Caching Requests - intake-esgf Documentation

We would like your searches to be fast enough that you will want to just leave them in your analysis scripts. This makes your scripts portable to other systems and shareable with colleagues without having to move data yourself. However, this means that each time you run your script, behind the scenes we are making requests to the index node for information, and you will have to wait for those responses.

In part, this is a good thing. It means that your script will always be using the most up to date data. But if your search is slow, you will be waiting for possibly a long time after each execution. This can be a real pain, especially during your script’s development. To reduce this and the burden it places on the index nodes, we are utilizing request caching.

Consider the following search, wrapped in a performance timer.

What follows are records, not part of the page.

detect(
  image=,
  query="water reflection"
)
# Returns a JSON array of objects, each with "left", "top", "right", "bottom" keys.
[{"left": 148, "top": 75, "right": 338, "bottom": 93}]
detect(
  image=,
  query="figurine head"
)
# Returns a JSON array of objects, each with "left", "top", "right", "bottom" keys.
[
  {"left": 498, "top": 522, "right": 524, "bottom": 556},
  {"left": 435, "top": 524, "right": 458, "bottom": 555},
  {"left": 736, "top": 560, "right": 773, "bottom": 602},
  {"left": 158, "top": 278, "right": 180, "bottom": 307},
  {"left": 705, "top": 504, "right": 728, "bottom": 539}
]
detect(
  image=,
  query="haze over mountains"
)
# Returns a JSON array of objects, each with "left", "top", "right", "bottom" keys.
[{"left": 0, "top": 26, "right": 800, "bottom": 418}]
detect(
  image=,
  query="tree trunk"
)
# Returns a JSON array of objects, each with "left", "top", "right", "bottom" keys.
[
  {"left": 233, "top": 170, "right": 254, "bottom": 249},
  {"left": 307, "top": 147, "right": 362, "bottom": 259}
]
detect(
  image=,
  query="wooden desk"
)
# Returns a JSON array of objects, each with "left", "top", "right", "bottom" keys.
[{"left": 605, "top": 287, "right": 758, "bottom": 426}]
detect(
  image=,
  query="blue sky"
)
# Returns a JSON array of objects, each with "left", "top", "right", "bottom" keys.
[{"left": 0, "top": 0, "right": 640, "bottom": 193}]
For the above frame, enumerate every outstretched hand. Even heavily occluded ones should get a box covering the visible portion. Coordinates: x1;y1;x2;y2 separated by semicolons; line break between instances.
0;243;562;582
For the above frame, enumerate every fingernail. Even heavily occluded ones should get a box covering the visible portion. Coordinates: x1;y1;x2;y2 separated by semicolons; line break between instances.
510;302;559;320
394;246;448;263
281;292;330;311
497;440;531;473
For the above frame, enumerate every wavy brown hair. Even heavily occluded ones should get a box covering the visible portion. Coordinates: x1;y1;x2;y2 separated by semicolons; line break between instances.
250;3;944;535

search_time = time.perf_counter()
cat = ESGFCatalog().search(
    experiment_id=["historical"],
    variable_id=["tas", "thetao"],
    frequency="mon",
)
search_time = time.perf_counter() - search_time
print(f"The first search took {search_time:.1f} [s].")

The first search took 3.8 [s].

And now we repeat the search:

search_time = time.perf_counter()
cat = ESGFCatalog().search(
    experiment_id=["historical"],
    variable_id=["tas", "thetao"],
    frequency="mon",
)
search_time = time.perf_counter() - search_time
print(f"The second search took {search_time:.1f} [s].")

The second search took 2.5 [s].

Notice that the second search is faster. The first time your search made a request, the system stored the request and the response that was sent. When you ask for the same search again, instead of re-querying the server, it was loaded from the local cache.

Configuration¶

You can change the behavior of the request caching in the configuration options. Perhaps the most important option to consider is the expiration of the cache. By default it is set to 1 hour, but you may wish to change it depending on your use case. The relevant option is expire_after (in seconds) in the options for requests_cache:

intake_esgf.conf.set(requests_cache=dict(expire_after=1)) # [s]
time.sleep(2) # sleep long enough for cache to expire

With these new cache options, repeating the search will again take more time.

search_time = time.perf_counter()
cat = ESGFCatalog().search(
    experiment_id=["historical"],
    variable_id=["tas", "thetao"],
    frequency="mon",
)
search_time = time.perf_counter() - search_time
print(f"The third search took {search_time:.1f} [s].")

The third search took 4.3 [s].